Alternatively, researchers could use the metadata as “filters,” that is, to select those datasets and items that best fit their research and data requirements. Another possibility is to use the control variables to construct weights for survey ‘importance’ so that information from high-quality surveys will carry more weight on the substantive results.
The survey data recycling (SDR) analytic framework has implications for survey documentation standardization.
Poorly documented data reduce user confidence, while inconsistencies between codebook and technical reports on one hand, and the data records in the computer files, on the other, make the data difficult to use. While evaluating the general documentation – study descriptions and technical reports – corresponding to the 1,721 national surveys of the 22 cross-national studies in the Harmonization Project database, we found that projects differ substantially in how transparent and accurate the descriptions of survey design and implementation, and of data coding, are.

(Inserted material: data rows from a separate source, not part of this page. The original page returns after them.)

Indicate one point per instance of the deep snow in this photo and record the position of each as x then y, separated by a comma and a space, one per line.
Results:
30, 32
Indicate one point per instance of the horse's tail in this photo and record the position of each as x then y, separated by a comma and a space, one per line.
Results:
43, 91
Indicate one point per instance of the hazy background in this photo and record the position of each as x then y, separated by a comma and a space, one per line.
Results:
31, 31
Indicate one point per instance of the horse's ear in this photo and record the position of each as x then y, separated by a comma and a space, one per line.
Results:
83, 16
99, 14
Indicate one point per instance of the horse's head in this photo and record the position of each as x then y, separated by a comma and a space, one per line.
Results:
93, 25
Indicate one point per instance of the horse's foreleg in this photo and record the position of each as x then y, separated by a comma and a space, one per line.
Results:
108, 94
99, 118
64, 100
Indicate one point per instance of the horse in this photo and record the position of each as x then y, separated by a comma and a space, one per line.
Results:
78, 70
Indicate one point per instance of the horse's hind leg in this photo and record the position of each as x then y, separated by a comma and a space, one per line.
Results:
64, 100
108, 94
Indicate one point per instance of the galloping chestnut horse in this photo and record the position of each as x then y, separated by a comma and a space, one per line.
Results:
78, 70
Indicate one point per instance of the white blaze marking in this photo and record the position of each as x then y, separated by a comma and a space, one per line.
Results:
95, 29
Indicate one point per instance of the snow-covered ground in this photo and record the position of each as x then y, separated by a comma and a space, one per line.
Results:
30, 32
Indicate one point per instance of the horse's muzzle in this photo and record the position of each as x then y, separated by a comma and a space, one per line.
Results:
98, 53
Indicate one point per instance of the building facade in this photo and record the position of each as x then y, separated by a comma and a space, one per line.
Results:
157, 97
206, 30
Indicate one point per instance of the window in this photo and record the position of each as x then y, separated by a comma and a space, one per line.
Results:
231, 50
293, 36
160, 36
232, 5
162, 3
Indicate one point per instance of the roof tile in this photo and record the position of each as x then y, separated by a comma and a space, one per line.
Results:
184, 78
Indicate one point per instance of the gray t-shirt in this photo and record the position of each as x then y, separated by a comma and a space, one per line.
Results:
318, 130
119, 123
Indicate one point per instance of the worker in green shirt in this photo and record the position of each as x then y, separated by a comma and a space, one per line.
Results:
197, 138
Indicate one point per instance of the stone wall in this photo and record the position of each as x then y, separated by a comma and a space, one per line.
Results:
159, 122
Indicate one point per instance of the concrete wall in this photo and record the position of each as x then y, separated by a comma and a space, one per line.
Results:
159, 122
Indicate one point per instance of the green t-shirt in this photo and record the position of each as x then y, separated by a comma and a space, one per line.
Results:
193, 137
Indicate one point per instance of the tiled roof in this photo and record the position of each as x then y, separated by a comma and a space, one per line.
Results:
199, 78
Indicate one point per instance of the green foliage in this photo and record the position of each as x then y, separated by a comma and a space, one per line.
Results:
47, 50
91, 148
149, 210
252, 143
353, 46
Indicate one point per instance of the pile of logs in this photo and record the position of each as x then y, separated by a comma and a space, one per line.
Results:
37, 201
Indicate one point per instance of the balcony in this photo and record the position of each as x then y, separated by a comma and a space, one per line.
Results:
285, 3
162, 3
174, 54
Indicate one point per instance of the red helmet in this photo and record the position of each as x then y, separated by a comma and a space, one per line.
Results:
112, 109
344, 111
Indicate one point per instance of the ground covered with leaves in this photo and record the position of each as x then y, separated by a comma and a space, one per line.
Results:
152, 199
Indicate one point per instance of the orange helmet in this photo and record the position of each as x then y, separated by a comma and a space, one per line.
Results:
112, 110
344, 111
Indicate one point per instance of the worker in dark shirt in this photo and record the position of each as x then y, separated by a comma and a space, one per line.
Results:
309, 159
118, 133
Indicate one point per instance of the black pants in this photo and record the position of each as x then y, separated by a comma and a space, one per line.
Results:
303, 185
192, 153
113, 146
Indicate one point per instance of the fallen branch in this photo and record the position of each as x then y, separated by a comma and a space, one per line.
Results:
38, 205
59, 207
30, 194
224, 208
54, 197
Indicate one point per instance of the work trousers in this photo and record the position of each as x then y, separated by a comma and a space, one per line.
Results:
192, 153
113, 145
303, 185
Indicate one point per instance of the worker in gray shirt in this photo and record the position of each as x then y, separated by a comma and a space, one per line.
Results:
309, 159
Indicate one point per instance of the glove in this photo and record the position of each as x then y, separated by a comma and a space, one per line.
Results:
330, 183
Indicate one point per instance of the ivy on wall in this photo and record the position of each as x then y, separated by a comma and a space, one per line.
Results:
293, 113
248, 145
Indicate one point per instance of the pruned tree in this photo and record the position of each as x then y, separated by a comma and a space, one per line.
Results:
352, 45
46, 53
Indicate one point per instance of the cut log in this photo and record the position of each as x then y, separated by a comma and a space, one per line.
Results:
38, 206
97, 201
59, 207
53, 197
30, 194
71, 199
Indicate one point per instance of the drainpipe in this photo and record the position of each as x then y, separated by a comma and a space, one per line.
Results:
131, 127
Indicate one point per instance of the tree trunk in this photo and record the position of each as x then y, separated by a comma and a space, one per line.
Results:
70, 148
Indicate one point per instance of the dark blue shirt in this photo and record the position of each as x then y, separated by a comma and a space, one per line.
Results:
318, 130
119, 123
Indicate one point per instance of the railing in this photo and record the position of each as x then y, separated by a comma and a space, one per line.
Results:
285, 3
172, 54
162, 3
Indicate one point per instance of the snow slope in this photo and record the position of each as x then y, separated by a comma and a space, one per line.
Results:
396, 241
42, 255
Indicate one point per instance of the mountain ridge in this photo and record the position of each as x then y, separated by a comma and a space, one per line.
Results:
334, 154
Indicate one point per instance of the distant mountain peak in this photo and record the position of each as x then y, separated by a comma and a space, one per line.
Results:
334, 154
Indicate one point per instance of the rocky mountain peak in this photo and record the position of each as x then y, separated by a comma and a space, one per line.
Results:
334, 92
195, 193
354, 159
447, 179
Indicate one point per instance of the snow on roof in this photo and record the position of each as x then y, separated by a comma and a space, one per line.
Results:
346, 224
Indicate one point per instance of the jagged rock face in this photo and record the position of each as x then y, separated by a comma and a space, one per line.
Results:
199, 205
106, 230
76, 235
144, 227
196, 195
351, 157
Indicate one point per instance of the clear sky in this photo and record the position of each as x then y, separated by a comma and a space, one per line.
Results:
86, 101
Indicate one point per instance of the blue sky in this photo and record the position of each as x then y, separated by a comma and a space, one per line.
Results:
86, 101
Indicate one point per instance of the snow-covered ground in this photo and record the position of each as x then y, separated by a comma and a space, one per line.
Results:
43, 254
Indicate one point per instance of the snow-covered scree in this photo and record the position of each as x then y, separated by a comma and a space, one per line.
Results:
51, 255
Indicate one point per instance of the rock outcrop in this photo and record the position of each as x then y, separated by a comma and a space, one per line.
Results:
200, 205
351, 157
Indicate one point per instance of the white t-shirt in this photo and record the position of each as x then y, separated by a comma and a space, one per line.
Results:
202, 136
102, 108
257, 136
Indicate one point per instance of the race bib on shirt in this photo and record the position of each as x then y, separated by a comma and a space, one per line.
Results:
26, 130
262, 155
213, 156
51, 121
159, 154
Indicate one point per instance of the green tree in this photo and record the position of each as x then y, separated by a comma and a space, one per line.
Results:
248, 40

The SDR schema of coding survey quality as reflected in the general documentation includes survey implementation stages that are key for ensuring high quality of the resulting data, such as type of the sample, details of the sample, response rate, control of the quality of the questionnaire translation, questionnaire pretesting, and fieldwork control. Administrators of on-going international survey projects and archiving institutions can rely on SDR guidelines and templates that follow Data Documentation Initiative standards (www.ddialliance.org) to produce consistent documentation of specific elements of survey implementation.